Someone who wasn’t following the induction instructions could sneak up on stage, but Bayner had a way to weed these people out, leaving only those who were truly hypnotized. The show went on, and we laughed the entire way through at the antics of the participants.
A skeptic of such performances may suggest that the people on stage were planted in the audience or that they were random people with a penchant for acting. If I had any doubts about the power of hypnosis, they were completely wiped away when I became the one on stage.
I was never brave enough (or old enough) to get on stage at the fair, but I had my chance as a young adult with one of the greats in the world of hypnosis. The Amazing Kreskin of late-night-TV fame was visiting his hometown of Montclair, New Jersey, and my brother got two tickets to a single performance in a small venue.
Kreskin was outspoken in asserting his belief that the hypnotic state does not require induction through relaxation to be achieved. Such a process is helpful but not required. Hypnosis is predicated on the concept that the mind is inherently open to suggestion. We are doing it all the time, hypnotizing ourselves with our beliefs. If you need convincing of this, watch the recorded performance Miracle by contemporary mentalist, illusionist, and hypnotist Derren Brown.
Brown, a confessed atheist, uses the language and theatrics of a faith healer to produce seemingly miraculous reductions in pain, resolution of tinnitus (ear ringing), and improved vision in his audience.

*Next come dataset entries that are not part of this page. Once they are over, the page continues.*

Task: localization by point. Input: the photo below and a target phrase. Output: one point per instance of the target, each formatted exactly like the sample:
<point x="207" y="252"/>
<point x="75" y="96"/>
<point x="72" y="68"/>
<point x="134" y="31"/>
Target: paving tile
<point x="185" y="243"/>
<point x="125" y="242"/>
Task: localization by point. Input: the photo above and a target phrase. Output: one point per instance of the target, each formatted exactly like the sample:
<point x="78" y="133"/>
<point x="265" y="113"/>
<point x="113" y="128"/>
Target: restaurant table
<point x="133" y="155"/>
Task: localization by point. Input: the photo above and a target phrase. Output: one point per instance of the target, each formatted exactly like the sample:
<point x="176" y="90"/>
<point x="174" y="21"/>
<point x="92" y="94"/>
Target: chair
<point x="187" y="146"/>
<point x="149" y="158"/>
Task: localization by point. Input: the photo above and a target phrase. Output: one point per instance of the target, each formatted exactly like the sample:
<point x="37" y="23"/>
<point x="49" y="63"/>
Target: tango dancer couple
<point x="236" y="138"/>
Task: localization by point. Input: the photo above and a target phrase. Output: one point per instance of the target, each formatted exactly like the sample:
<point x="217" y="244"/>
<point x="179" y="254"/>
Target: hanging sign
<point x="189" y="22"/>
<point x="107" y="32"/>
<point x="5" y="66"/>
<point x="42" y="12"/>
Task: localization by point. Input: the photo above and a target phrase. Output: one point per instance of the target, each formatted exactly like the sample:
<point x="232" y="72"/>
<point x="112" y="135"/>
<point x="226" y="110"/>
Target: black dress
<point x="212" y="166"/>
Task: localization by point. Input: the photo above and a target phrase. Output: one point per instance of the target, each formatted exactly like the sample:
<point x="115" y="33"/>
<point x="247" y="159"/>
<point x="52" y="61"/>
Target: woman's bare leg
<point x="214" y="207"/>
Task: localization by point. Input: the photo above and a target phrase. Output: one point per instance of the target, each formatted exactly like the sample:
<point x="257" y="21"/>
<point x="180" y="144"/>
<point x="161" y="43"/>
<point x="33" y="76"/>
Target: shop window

Brown’s incredible showmanship is a case study in suggestibility through a number of avenues, culminating in an impressive display of mind over matter in the experience of the participants. Similar to Kreskin, Brown does not rely on a formal induction process and gradually captivates his audience’s attention over the course of the performance to maximize suggestibility.
This is exactly what I experienced observing Kreskin. The first half of the show was a mix of mentalist acts and magic. Everyone watched and laughed; no one was slumped in their chair in a hypnotic stupor.
The second half of the performance began with Kreskin inviting anyone who wished to participate up on the stage. I don’t know what compelled me, but I stood up and walked onstage. Remember that no one had been “hypnotized” at this point, at least, not in the same way I witnessed at the fair.
What happened next astounds me to this day. Once all the seats were filled, Kreskin asked us all to gently close our eyes and suggested that after the count of three our eyelids would be glued shut. One . . . two . . . three—I could not open my eyes! I was equal parts amazed and terrified, laughing and in tears. How could this be possible? At no point did I lose control of my faculties of mind. Yet here I was, unable to open my eyes.
Kreskin released us from his spell, and my eyelids flew open. Then came the weeding process, testing everyone individually to gauge our level of compliance. He approached me, waved his hands over my legs, and suggested that I would not be able to stand. Alas, I was able to stand and was asked to return to the audience.
Some time later I consulted with a trusted friend trained in clinical hypnotherapy, who explained that my fear of not being able to stand overrode Kreskin’s suggestion. The fact remained: this guy got inside my head and forever changed my belief of what the human mind is capable of.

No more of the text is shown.